Extrication for the EMT?
David Pease, Carolina Fire/Rescue/EMS Journal
I hope everyone’s summer went well. You know we tend to do less training in the summer, due to the heat, vacations and other family things. Now that fall and winter are here, our training will probably pick up some, as it should. Of course, when you read this, we will be into or finishing the holidays and the winter months will be upon us. You want to be prepared for the season as vehicle crashes tend to pick up during this time. We see more increment weather along with the increase of intoxicated drivers. You need to be safe out there as well.
I have taught EMT and paramedic classes for quite awhile. Now I am taking an EMT refresher class, because I got busy and let my CE hours slip up on me. The ironic thing is, our lead Instructor was a student in a class I helped teach a while back. The Instructor has now become the student, and the student the Instructor. Although even as an Instructor, I am always learning from my students. Oh, and by the way, my EMT Instructor is actually doing a pretty good job, which says a lot coming from an old critical rascal like myself.
When I was teaching EMT some years back, we dedicated an entire day to vehicle extrication. I also did a 12 hour block in the paramedic curriculum on vehicle extrication. But now, over the past few years, this has pretty much been removed from the course outline. I do realize that some schools and Instructors still teach some of this, but it is not really required any longer.

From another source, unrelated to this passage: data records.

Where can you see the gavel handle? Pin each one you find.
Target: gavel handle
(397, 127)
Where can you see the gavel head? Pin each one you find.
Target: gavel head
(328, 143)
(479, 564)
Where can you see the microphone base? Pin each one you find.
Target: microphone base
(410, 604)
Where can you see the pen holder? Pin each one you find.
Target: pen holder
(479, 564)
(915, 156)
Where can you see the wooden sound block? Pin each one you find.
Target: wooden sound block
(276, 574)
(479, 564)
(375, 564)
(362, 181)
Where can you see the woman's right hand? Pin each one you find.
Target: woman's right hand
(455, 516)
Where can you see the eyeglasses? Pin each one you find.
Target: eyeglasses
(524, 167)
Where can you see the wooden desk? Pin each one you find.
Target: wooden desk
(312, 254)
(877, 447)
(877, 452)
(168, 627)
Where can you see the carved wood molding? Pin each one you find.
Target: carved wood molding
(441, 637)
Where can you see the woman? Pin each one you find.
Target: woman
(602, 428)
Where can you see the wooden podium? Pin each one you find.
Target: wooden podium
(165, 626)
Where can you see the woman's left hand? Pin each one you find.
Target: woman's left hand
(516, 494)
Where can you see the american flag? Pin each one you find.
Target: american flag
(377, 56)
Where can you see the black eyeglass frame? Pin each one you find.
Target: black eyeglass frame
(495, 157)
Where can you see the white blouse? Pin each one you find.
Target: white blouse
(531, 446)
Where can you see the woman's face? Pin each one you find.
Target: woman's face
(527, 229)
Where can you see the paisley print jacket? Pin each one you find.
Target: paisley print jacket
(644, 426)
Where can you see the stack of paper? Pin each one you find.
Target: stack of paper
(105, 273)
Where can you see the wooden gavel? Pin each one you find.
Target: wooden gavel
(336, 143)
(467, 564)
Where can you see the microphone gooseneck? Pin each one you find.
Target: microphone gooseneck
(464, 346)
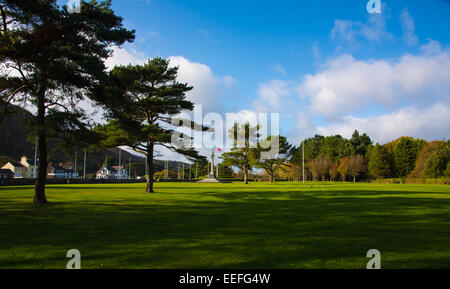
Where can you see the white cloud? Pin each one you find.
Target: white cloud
(207, 90)
(229, 80)
(272, 95)
(350, 32)
(346, 85)
(408, 28)
(280, 69)
(431, 123)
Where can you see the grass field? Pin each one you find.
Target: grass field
(284, 225)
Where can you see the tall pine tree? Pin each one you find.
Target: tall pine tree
(55, 59)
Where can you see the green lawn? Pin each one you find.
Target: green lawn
(286, 225)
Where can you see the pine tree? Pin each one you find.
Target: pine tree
(272, 164)
(144, 102)
(244, 137)
(379, 164)
(55, 59)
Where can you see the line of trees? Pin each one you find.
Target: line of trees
(336, 158)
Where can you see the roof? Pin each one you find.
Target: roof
(6, 171)
(112, 169)
(16, 164)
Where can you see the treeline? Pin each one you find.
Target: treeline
(337, 158)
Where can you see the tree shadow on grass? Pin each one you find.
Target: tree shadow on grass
(234, 229)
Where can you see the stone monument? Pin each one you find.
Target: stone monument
(212, 176)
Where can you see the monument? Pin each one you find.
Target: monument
(212, 176)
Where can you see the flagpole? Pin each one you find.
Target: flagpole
(303, 153)
(129, 170)
(84, 165)
(35, 159)
(75, 166)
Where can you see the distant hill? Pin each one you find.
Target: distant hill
(14, 145)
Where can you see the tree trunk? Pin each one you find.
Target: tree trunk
(39, 186)
(245, 175)
(150, 168)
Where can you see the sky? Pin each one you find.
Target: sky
(328, 67)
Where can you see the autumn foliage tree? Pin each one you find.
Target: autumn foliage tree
(356, 166)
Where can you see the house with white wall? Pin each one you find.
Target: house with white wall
(22, 169)
(112, 172)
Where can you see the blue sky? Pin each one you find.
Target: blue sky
(326, 66)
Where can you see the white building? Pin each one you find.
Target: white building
(61, 172)
(21, 170)
(112, 172)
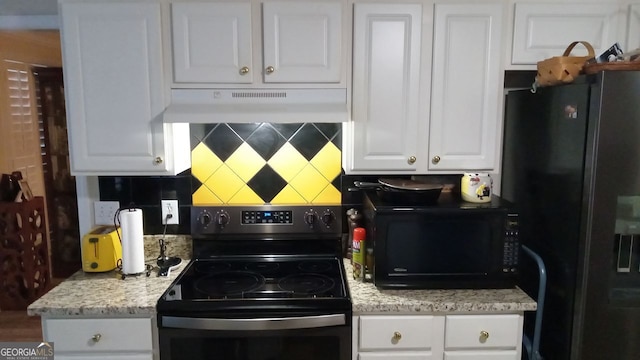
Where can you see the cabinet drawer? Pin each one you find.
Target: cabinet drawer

My question is, should it be? My personal feelings on this matter, yes it should. Now, I am going to explain to you why I think so.

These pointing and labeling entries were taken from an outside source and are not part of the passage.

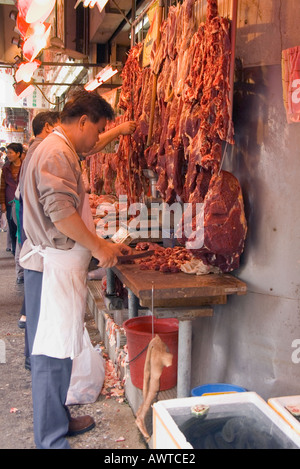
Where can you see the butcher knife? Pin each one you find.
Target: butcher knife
(136, 255)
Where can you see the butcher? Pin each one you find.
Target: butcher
(61, 240)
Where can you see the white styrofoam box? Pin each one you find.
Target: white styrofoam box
(279, 405)
(167, 435)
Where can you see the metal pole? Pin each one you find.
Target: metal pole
(233, 41)
(184, 359)
(133, 305)
(110, 279)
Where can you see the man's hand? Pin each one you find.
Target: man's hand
(108, 253)
(127, 128)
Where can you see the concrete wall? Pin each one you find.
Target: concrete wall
(252, 341)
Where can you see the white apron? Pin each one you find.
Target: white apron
(63, 299)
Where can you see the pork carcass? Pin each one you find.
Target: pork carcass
(224, 225)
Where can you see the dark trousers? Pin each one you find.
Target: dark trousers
(50, 377)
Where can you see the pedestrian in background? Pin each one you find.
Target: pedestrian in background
(9, 182)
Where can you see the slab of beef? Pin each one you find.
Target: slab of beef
(224, 225)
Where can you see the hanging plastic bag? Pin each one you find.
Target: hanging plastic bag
(88, 373)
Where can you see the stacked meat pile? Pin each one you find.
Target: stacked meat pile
(164, 259)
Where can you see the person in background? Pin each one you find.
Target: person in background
(9, 182)
(3, 221)
(42, 126)
(61, 239)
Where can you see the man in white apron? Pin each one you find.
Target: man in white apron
(61, 240)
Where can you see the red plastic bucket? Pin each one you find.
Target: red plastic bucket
(139, 334)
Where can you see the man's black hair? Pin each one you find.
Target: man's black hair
(16, 147)
(40, 120)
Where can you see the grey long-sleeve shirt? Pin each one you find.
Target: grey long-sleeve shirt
(53, 190)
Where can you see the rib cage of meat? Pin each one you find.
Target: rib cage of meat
(191, 121)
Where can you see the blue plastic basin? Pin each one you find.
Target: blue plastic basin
(216, 388)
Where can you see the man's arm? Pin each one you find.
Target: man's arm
(105, 251)
(126, 128)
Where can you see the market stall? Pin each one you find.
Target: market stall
(179, 93)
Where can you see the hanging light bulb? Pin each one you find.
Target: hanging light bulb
(26, 70)
(23, 89)
(36, 41)
(35, 10)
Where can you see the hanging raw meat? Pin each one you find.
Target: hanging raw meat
(224, 226)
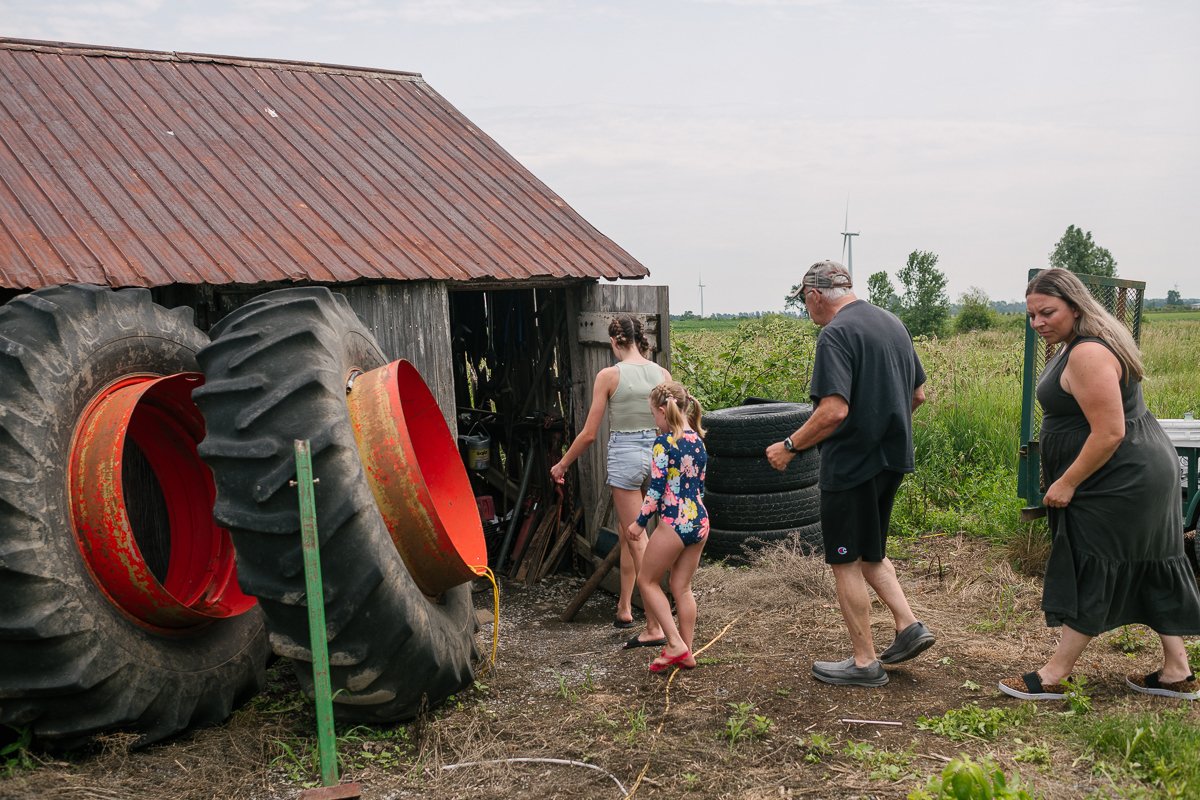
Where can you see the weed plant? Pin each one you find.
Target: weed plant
(1157, 750)
(972, 721)
(967, 433)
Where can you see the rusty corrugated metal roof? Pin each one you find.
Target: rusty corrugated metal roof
(141, 168)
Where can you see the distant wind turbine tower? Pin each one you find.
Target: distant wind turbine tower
(847, 242)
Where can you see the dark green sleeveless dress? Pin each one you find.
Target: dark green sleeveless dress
(1117, 555)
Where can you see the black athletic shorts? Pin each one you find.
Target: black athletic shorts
(855, 522)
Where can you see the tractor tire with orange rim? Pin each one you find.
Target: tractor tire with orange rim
(298, 364)
(119, 602)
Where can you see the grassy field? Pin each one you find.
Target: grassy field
(966, 435)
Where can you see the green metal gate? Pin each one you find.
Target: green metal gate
(1123, 300)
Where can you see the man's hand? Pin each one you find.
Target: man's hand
(779, 456)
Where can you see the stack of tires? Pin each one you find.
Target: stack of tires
(749, 501)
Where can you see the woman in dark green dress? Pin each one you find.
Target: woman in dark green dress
(1113, 495)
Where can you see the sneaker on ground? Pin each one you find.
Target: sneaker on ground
(847, 673)
(910, 643)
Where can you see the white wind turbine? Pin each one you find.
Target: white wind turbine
(847, 242)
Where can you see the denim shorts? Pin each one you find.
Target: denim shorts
(629, 458)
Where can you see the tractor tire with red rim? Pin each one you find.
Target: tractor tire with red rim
(119, 605)
(280, 368)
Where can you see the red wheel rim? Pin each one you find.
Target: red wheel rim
(156, 416)
(418, 479)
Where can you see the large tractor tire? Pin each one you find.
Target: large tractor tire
(279, 370)
(119, 607)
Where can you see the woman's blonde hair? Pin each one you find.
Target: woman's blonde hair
(681, 408)
(1093, 319)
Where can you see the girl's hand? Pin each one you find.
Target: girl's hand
(1059, 495)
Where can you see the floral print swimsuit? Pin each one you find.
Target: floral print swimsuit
(677, 486)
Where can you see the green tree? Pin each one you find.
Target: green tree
(881, 293)
(924, 306)
(1077, 252)
(975, 312)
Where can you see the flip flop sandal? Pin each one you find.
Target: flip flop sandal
(643, 643)
(1182, 690)
(672, 661)
(1030, 687)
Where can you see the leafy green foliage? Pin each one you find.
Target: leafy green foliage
(1079, 699)
(1157, 750)
(15, 755)
(966, 780)
(975, 722)
(771, 356)
(881, 293)
(743, 725)
(975, 312)
(924, 306)
(882, 764)
(1077, 252)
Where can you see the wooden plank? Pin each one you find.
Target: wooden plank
(565, 536)
(537, 547)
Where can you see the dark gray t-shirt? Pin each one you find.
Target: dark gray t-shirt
(865, 355)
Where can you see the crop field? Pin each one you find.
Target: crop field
(567, 713)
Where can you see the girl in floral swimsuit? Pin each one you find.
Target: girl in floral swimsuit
(677, 487)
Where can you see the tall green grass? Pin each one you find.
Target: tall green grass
(967, 433)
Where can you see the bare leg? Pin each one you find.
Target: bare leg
(1071, 647)
(882, 578)
(856, 609)
(660, 554)
(1175, 659)
(682, 572)
(628, 504)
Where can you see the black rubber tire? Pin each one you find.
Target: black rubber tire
(276, 372)
(741, 543)
(754, 474)
(72, 663)
(771, 511)
(749, 429)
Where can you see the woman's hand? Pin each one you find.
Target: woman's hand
(1059, 495)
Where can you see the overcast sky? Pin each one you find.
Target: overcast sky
(723, 138)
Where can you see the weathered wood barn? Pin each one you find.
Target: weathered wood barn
(213, 179)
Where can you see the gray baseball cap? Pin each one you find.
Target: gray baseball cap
(825, 275)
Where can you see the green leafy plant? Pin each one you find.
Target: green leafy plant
(817, 747)
(975, 722)
(1079, 701)
(1157, 750)
(881, 764)
(967, 780)
(743, 725)
(1128, 639)
(1032, 753)
(15, 756)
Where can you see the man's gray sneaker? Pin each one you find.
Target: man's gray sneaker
(910, 643)
(846, 673)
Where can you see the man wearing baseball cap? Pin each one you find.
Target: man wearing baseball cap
(867, 382)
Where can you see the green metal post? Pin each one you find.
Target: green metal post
(327, 743)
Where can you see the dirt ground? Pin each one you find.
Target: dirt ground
(605, 727)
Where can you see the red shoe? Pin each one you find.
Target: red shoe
(672, 661)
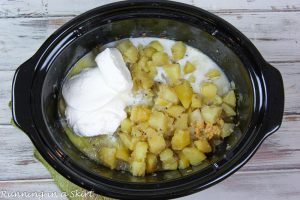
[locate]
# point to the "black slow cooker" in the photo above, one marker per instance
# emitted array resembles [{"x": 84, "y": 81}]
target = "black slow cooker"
[{"x": 37, "y": 84}]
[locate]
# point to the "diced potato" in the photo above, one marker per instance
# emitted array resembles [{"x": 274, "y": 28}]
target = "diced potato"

When we take our EMT class we spend an entire chapter on the human body along with terminology. When we are certified and begin working in the field, we use only a small portion of what we learned. However, it gives us the ground work for a lot of the assessments and treatments that we perform. So having this background knowledge is essential in what we do as an EMT. As an EMT, you will perform lifesaving functions at vehicle crash scenes and assess many patients over your career. Having some basic extrication knowledge will make you better at this and help you make better decisions at the scene. Most importantly, it will help you work better with the team performing the extrication and have a better understanding of what they are doing and why.

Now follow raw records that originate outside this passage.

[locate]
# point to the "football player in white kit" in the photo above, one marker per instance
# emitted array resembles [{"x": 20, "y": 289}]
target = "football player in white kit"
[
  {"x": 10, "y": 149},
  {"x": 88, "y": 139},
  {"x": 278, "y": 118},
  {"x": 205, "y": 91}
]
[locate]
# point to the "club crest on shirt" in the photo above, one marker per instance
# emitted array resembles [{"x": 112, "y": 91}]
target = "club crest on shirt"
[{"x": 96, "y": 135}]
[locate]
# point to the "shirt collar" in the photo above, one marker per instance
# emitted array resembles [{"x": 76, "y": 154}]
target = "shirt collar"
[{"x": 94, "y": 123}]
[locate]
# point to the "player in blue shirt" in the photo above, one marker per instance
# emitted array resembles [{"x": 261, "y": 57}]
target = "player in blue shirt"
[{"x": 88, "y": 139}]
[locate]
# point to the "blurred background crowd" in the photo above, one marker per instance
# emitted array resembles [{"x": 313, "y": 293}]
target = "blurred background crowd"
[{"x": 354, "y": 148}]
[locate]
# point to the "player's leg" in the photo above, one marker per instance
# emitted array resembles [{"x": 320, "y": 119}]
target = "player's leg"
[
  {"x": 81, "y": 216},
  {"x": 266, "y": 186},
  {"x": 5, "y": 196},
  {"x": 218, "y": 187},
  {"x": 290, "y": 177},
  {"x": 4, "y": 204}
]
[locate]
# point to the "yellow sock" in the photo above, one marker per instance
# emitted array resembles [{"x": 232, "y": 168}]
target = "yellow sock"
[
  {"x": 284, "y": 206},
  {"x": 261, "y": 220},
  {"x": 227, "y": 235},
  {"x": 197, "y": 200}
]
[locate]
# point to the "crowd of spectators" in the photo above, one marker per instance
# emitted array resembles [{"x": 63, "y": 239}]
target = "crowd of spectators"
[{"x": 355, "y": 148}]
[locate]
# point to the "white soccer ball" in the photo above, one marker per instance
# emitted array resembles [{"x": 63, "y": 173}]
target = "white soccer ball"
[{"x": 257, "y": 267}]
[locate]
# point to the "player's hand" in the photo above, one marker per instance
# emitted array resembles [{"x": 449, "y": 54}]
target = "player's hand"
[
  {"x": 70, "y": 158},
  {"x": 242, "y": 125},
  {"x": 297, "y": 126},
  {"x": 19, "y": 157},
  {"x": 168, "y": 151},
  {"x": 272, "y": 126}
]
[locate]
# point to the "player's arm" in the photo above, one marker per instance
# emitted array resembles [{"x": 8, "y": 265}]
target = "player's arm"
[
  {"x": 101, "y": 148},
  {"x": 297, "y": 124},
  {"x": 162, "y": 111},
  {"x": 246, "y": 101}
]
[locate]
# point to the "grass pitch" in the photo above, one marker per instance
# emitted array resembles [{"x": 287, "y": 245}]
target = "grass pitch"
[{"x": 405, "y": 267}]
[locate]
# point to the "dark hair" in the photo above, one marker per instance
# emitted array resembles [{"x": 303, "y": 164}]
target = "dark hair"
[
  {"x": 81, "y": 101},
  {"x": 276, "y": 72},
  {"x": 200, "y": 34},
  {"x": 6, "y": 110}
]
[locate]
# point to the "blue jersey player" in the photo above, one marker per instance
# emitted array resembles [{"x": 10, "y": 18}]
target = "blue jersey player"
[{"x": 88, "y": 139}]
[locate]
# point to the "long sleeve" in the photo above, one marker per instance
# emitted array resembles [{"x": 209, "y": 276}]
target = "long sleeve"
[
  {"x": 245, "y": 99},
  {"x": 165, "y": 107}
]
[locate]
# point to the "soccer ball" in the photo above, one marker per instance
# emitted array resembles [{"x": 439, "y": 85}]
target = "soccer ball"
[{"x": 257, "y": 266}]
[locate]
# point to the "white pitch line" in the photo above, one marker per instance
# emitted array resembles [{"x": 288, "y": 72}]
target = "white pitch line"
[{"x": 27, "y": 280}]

First, the EMT needs to understand the basic types of crashes and the anatomy of a vehicle. Understanding how a vehicle is constructed and especially newer vehicles, could help save your life and prevent injury to the rescuers, or further injury to your patient. With new technologies of today, we are dealing with a multitude of airbags in a single vehicle and they all do not deploy utilizing power from the battery system. We also have seatbelt pre-tensioners that can utilize pyrotechnic devices. Having a better knowledge of this could help you and your patient.